Code Guidelines#

Scala Language usage Philosophy#

There are two phases of execution in chronon code. Hot path & control path. Hot path is in sense the “inner loop” of the larger program. The speed of the the inner loop controls the speed of the whole program. While changes to control path are less impactful. Any row/column level operation is a part of the inner loop. This is true across all online & offline workflows.

Rules for inner loops#

  • Don’t use scala for loops

  • Don’t use ranges : foreach, until, to

  • Don’t use Options and Tuples

  • Don’t use immutable collections

  • Create naked Arrays when the size is known ahead of time

  • Move as many branches as possible out of hot path into the control path.

    • Leverage data schemas to do so.

      • Example: Convert arbitrary numeric value of a df at position columnIndex Branches in hot path (two isInstance calls per value)

        // inefficient version
        
        def toDouble(o: Any): Double = {
            if (o.isInstance[Int]) { 
              o.asInstanceOf[Int].toDouble
            } else if (o.isInstance[Long]) { 
              o.asInstanceOf[Long].toDouble
            } 
            . . .
        }
        
        df.rdd.map(toDouble(row(columnIndex)))
        

        Branches in control path (one isInstance call per value)

        // efficient version
        
        def toDoubleFunc(inputType: DataType): Any => Double = {
            inputType match { 
              case IntType => x: Any => x.asInstanceOf[Int].toDouble 
              case LongType => x: Any => x.asInstanceOf[Long].toDouble 
            } 
        }
        val doubleFunc = toDoubleFunc(df.schema(columnIndex).dataType)
        df.rdd.map(doubleFunc(row(columnIndex)))
        

Readability#

Scala is a large language with a lot of powerful features.

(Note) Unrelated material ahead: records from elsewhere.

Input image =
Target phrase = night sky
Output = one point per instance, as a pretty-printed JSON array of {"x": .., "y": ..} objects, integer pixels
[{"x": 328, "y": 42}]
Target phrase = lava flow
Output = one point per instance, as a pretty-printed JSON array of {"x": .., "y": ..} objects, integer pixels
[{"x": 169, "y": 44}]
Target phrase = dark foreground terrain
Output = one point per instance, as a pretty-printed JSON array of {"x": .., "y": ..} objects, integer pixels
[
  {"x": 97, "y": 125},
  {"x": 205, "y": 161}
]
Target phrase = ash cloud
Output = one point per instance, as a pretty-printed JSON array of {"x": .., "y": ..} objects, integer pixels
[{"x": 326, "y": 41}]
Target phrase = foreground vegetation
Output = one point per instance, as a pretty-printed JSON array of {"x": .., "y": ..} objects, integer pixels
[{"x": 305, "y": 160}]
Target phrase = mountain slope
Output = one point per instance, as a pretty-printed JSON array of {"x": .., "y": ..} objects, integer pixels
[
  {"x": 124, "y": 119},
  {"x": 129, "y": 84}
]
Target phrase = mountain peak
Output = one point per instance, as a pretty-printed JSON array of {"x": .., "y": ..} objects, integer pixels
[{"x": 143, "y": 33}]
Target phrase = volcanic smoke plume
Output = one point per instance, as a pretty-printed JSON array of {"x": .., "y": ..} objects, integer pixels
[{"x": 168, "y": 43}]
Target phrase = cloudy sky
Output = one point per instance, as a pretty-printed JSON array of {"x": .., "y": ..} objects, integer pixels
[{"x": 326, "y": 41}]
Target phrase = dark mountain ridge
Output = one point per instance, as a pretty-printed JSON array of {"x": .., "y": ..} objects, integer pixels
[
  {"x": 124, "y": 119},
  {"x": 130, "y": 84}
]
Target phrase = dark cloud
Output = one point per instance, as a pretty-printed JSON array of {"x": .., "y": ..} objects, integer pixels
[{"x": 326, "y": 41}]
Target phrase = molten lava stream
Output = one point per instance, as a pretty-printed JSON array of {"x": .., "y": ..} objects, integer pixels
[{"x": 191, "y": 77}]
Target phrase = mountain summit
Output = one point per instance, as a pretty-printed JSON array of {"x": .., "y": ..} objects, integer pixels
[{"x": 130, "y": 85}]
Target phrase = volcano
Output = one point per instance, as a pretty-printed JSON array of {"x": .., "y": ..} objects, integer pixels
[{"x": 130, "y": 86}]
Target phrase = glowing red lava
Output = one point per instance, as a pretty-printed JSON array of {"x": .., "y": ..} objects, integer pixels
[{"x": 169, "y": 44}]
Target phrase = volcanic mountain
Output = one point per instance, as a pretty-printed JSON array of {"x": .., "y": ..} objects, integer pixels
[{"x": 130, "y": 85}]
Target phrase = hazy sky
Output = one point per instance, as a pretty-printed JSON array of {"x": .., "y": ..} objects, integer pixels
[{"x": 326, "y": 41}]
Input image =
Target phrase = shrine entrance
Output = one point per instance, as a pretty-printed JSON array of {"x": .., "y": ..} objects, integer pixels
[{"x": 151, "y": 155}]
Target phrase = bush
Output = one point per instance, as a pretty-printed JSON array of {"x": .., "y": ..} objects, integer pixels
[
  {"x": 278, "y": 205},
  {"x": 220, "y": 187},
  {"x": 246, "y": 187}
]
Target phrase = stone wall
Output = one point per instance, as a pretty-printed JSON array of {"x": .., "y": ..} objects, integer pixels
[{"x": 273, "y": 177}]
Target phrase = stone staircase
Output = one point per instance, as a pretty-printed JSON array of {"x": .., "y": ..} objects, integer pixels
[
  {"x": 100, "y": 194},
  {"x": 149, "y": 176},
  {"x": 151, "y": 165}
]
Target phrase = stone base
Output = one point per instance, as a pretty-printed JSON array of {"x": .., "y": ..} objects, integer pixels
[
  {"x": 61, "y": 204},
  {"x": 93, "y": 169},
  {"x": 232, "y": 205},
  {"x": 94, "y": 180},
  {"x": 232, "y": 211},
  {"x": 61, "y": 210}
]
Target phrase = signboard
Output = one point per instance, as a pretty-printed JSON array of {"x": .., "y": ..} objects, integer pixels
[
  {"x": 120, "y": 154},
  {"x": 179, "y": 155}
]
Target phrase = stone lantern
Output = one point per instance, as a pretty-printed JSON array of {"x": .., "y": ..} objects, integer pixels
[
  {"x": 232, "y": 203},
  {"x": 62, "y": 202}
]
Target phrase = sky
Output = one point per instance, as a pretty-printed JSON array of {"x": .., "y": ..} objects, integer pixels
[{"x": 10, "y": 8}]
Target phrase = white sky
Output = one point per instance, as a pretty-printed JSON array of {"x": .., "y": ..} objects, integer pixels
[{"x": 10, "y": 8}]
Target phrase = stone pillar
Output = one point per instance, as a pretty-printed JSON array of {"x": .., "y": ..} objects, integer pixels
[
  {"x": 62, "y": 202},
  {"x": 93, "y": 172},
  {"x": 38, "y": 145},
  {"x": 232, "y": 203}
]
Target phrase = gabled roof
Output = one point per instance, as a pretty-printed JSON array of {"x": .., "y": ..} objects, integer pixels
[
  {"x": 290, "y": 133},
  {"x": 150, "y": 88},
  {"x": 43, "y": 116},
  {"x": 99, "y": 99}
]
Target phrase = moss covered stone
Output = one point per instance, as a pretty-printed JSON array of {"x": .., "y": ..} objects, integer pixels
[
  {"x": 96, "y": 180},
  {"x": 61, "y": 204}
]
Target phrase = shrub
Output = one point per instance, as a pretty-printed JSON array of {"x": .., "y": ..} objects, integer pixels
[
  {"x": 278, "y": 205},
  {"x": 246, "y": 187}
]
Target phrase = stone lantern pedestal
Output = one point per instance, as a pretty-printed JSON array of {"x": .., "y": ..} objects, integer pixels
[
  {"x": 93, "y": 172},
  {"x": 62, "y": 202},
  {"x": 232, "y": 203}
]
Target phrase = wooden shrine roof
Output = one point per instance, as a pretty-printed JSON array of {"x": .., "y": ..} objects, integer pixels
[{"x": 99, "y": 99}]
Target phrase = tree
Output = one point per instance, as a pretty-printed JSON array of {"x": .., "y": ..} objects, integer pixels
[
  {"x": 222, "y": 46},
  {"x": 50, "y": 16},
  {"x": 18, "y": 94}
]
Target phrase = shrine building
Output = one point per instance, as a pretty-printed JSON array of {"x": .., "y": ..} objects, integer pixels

Some of these features however were added without regard to readability. The biggest culprit is the overloading of the implicit keyword.

We have restricted the code base to use implicit only to retroactively extend classes. A.K.A as extension objects. Every other use should be minimized.

Scala 3 fixes a lot of these design mistakes, but the world is quite far from adopting Scala 3.

Having said all that, Scala 2 is leagues ahead of any other language on JVM, in terms of power. Also Spark APIs are mainly in Scala2.

Testing#

Every new behavior should be unit-tested. We have implemented a fuzzing framework that can produce data randomly as scala objects or spark tables - see. Use it for testing. Python code is also covered by tests - see.